2016 has been a great year. Even though the world at large seems to have taken a beating with the passing of heroes and legends and what with the impending doom on the global political stage. Personally, this past season has been one of the best. And I am thankful for an amazing year.
Better than I could have ever imagined.
These last 12 months have been a year of simply living and letting go. I got into a relationship, settled down, moved to a new country (twice), made new friends, picked up new skills in the kitchen, entering my forties fitter than when I was a teenager, travelled to cities I've never dreamed of going and experienced 5 different time zones at that. What is there not to love about the year?
I am grateful that when I chose to let go, I inadvertently dodged bullets and what would have been. Then again I'd never know but you what, I have no regrets. I do not miss a time that was before. Nothing I would go back and change. I do not miss wanting something that seems to connect to my sense of significance that I thought might have could have would have.

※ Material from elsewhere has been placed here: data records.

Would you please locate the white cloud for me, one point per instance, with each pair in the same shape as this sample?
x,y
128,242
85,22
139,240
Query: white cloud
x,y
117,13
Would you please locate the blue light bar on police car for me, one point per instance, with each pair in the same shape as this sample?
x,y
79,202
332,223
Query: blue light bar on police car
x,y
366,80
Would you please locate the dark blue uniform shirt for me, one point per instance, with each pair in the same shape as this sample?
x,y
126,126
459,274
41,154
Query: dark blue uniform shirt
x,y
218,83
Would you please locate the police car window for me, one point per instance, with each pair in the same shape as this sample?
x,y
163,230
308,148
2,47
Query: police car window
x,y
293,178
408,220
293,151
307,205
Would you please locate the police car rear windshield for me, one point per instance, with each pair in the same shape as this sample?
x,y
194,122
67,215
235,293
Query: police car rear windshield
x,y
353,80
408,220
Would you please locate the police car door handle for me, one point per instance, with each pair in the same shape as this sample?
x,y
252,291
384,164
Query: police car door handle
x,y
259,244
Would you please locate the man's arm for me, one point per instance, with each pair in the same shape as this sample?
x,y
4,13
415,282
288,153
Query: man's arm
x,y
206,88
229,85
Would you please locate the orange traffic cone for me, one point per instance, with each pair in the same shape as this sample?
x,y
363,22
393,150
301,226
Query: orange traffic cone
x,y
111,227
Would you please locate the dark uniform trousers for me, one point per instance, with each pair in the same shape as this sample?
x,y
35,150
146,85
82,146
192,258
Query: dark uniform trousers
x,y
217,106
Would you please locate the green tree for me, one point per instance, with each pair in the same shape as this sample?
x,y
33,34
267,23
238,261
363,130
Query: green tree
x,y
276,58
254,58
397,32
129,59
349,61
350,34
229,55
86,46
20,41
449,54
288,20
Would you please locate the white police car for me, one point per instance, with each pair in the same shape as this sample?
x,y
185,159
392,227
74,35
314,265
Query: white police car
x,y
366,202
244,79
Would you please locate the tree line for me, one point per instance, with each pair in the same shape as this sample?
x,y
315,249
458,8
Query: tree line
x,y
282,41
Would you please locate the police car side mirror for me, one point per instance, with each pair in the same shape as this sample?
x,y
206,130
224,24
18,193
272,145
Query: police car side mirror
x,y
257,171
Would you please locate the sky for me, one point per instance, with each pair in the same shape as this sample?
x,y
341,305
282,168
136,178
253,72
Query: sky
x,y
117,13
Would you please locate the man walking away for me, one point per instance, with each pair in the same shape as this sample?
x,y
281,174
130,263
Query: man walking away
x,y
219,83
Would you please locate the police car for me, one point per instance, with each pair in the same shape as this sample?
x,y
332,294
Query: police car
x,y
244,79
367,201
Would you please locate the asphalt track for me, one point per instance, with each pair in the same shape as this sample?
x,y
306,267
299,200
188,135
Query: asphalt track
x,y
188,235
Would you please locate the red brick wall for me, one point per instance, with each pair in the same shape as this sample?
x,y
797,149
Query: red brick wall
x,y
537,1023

But as the year comes to an end, I am taking stock of friends who made those memories with me, with us. I miss being able to just plan a weekend of carving pumpkins and random cookouts. I miss the people who made our lives so rich. And people who make us thankful that we made the decision to go to places unfamiliar. But these are memories that help me keep looking up because I know I am loved and watched over. That even the sparrow is not out of sight of the one who created all these. That no matter where I go, I'm never too far to be lost.
2016 has been an incredible year. Of good things that I didn't think I deserve. Yet here they are. Here I am. And there you are.
There are things we cannot control. Events we cannot plan. People whom we cannot hold on and stories we don't know the endings to. But we can move forward, always, because every new day is a new adventure waiting to unfold. And we get to be part of that tomorrow.
Thank you 2016. You have been kind to me. May 2017 be exceptional.